Minutes of the 2022-09-28 IAB Technical Discussion

1. Administrivia

1.1. Attendance

Present:

Deborah Brungard
Lars Eggert (IETF Chair)
Liz Flynn (IETF Secretariat)
Wes Hardaker
Cullen Jennings
Mirja Kühlewind (IAB Chair)
Warren Kumari (IESG Liaison)
Zhenbin Li
Cindy Morgan (IAB Executive Administrative Manager)
Karen O’Donoghue (ISOC Liaison)
Tommy Pauly
David Schinazi
Russ White
Greg Wood (IETF Director of Communications and Operations)
Qin Wu
Jiankang Yao

Regrets:

Jari Arkko
Mallory Knodel
Colin Perkins (IRTF Chair)

Observers:

Mark McFadden

1.2. Agenda bash and announcements

No new items were added to the agenda.

2. Technical Discussion: Data Privacy

Tommy Pauly and Mirja Kühlewind presented an early version of an Internet-Draft on “Partitioning as an Architecture for Privacy.” The draft describes the principle of privacy partitioning, which selectively spreads data and communication across multiple parties as a means to improve the privacy by separating user identity from user actions. This document describes emerging patterns in protocols to partition what data and metadata is revealed through protocol interactions, provides common terminology, and discusses how to analyze such models.

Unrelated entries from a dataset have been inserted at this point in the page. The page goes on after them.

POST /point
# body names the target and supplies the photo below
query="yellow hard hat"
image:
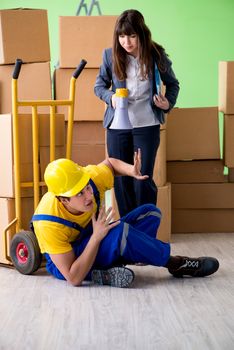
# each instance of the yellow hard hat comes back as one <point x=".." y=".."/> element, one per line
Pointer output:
<point x="64" y="177"/>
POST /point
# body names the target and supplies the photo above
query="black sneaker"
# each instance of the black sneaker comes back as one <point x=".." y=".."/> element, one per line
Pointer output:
<point x="195" y="267"/>
<point x="117" y="276"/>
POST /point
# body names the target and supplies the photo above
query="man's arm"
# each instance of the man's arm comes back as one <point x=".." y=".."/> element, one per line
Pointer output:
<point x="119" y="167"/>
<point x="75" y="269"/>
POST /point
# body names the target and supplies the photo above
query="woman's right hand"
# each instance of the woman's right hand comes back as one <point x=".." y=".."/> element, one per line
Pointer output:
<point x="102" y="225"/>
<point x="113" y="101"/>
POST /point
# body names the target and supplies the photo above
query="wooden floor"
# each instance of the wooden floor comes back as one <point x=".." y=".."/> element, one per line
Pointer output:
<point x="159" y="311"/>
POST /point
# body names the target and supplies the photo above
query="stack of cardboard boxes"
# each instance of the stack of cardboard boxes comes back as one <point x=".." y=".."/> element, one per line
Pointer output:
<point x="226" y="107"/>
<point x="23" y="34"/>
<point x="202" y="197"/>
<point x="84" y="37"/>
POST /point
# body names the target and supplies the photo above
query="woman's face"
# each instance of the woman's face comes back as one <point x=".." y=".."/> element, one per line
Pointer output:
<point x="129" y="43"/>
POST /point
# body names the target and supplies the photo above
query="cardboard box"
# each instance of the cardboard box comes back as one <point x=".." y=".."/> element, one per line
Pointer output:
<point x="87" y="105"/>
<point x="164" y="204"/>
<point x="160" y="168"/>
<point x="7" y="214"/>
<point x="84" y="37"/>
<point x="231" y="174"/>
<point x="88" y="132"/>
<point x="202" y="220"/>
<point x="34" y="83"/>
<point x="226" y="87"/>
<point x="196" y="171"/>
<point x="44" y="151"/>
<point x="24" y="34"/>
<point x="25" y="150"/>
<point x="203" y="196"/>
<point x="228" y="149"/>
<point x="193" y="133"/>
<point x="85" y="154"/>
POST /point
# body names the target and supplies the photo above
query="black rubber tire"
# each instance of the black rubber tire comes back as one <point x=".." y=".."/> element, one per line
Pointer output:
<point x="25" y="252"/>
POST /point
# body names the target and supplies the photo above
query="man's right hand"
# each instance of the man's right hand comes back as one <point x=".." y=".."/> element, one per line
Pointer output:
<point x="103" y="223"/>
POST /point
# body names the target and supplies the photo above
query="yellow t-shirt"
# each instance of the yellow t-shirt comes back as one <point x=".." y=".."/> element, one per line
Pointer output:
<point x="55" y="238"/>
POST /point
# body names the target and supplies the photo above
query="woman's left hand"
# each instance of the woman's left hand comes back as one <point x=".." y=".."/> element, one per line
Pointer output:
<point x="161" y="102"/>
<point x="137" y="166"/>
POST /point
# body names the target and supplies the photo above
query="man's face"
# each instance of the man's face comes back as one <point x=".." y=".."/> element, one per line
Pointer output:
<point x="82" y="201"/>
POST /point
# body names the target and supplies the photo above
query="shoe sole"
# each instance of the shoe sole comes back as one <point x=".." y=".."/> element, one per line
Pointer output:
<point x="119" y="277"/>
<point x="209" y="266"/>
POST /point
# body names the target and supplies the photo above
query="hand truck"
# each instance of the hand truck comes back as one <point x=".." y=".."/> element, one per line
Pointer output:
<point x="23" y="247"/>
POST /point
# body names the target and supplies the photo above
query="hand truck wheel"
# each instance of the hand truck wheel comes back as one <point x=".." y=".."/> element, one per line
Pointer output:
<point x="25" y="252"/>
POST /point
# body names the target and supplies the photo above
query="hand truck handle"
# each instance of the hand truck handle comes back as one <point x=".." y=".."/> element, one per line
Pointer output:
<point x="16" y="72"/>
<point x="79" y="68"/>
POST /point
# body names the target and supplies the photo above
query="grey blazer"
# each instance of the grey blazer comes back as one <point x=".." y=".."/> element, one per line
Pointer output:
<point x="107" y="83"/>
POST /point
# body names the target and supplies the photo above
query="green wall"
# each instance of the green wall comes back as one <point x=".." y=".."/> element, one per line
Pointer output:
<point x="197" y="34"/>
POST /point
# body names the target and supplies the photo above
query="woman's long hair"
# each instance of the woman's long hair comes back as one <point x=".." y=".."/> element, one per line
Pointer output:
<point x="128" y="23"/>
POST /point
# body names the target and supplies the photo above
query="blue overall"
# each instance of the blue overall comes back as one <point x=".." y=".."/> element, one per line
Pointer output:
<point x="132" y="241"/>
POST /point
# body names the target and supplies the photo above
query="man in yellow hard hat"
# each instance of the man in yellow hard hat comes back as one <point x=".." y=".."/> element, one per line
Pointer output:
<point x="79" y="238"/>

Tommy Pauly asked whether this is a useful topic for the IAB to comment on, and if there are other things that should be included in the document. Several IAB members agreed that this is a useful topic for the IAB cover.

Tommy Pauly asked whether the terminology “privacy partitioning” makes sense in this context. Russ White replied that it does.

David Schinazi said that he thinks it would be helpful to include something about times where attributing the data to an identity is useful (e.g. in anti-abuse cases), because there are no easy answers there.

Cullen Jennings suggested adding something about verified credentials.

Wes Hardaker noted that centralization is one of the driving factors. When companies merge, two companies that may have had discrete bits of information about a user are suddenly now one company with more information about the user than the user might have wanted. He added that TIGRESS and SATP are both doing work in this area.

Russ White observed that it is easy to think that data has been partitioned in a way that de-identifies things, but it is actually harder than people realize; if someone has the last four digits of a social security number and the associated date of birth, it is essentially the same as knowing the full social security number.

Tommy Pauly said that the current identity section of the document relies on previous IAB work in RFC 6973, “Privacy Considerations for Internet Protocols.” Partitioning is only as good as the pseudonym that is used.

Wes Hardaker said that the document could also talk about side effect failures, e.g. how many websites use the same security questions.

Cullen Jennings said that this comes back to needing a better identity service for the Internet.

Tommy Pauly said that while there may be a way to use protocols like Privacy Pass to make some future identity management system possible, he would prefer that this document remain more descriptive, rather than speculative.

Mirja Kühlewind asked the IAB to review the current draft in GitHub and open issues or add pull requests with any pointers to existing research on this topic.

Cullen Jennings noted that there is relevant work outside the IETF, like TOR. Tommy Pauly replied that this document might reference them, but won’t delve in too deeply so as not to broaden the scope too much.

Warren Kumari observed that there are several protocols, like FTP and SIP, that already do this partitioning for other reasons. Cullen Jennings said that he could provide a paragraph about SIP.

Mirja Kühlewind said that the goal was to get the document posted to the Datatracker before the I-D submission deadline, and to present it for feedback during the IAB Open Meeting at IETF 115.